The theoretical concept of TP has undergone changes in subsequent years from the original focal theory to the electrical excitation reentry theory:
— 1947
g. -
A. Rosenblueth
and
Garcia-Ramos,
in a surgical experiment, accidentally expanded the incision between the inferior and superior vena cava into the area of the free wall of the RA. The result was the manifestation of TP, the mapping of the cycle of which revealed the circulation of a re-entry wave along the perimeter of the cut being performed.
— 1949
g. -
D. Scherf
developed the focal theory of TP.
— 1954
Mr. -
E. Kimura
also put forward the focal theory.
— 1986
g. -
L. Frame
postulated re-entry as the initiating mechanism of TP.
L.Frame
performed the so-called Y-shaped incision, shown in Figure 5, and for the first time verified the topographic separation of the atrial incision from the area of re-entry wave circulation underlying AFL.
— 1982-1984
gg.
— M. Allessie,
based on the use of the acetylcholine model, speaks in favor of the re-entry mechanism underlying TP.
— 1981-1988
gg.
— P. Boyden
creates a model of tricuspid regurgitation and a model of pulmonary artery clipping. Evidence for the nature of re-entry TP.
— 1986
g. —
A. Waldo,
based on a sterile pericardial model, verifies re-entry as the leading mechanism of TP.
— 1991
g. -
J. Cox
, using the model of mitral regurgitation, advocates the re-entry theory underlying TP.

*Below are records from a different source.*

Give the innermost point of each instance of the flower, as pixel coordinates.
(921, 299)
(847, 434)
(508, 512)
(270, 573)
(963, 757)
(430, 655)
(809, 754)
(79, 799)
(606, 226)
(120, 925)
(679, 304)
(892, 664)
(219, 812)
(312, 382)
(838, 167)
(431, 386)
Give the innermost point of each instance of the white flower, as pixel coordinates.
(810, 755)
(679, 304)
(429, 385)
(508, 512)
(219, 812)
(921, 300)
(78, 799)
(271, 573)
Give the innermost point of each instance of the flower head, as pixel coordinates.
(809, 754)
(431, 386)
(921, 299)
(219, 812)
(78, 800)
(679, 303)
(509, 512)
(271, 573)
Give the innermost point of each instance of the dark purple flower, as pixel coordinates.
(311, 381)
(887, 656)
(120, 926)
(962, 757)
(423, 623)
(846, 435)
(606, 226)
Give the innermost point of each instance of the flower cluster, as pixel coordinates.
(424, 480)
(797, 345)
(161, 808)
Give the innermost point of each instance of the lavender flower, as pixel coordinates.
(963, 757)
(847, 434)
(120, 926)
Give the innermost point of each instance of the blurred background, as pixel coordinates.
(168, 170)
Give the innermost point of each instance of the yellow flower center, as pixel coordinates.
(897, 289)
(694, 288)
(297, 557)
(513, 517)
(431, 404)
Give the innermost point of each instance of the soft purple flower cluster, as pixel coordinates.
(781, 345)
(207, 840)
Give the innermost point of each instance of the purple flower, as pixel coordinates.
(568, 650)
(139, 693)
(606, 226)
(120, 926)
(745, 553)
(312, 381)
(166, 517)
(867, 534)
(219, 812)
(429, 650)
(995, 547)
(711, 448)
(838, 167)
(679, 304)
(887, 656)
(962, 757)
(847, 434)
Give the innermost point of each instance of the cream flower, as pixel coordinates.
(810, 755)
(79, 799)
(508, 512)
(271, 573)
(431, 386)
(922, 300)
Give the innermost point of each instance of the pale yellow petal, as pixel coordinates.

The evolution of clinical ideas about the nature of TP is similar:
— 1951
g. -
M. Prinzmetal,
based on the use of photographic technology, spoke in favor of the focal nature of TP.
— 1971
g. -
H.Wellens
, using the epicardial mapping method, confirms the position about the focal nature of AFL.
— 1986-1990
gg.
— F. Cosio
and
B. Olshansky
verify re-entry as the basis of TP.
Thus, the 90-year journey from the focal theory to the idea of re-entry has taken place.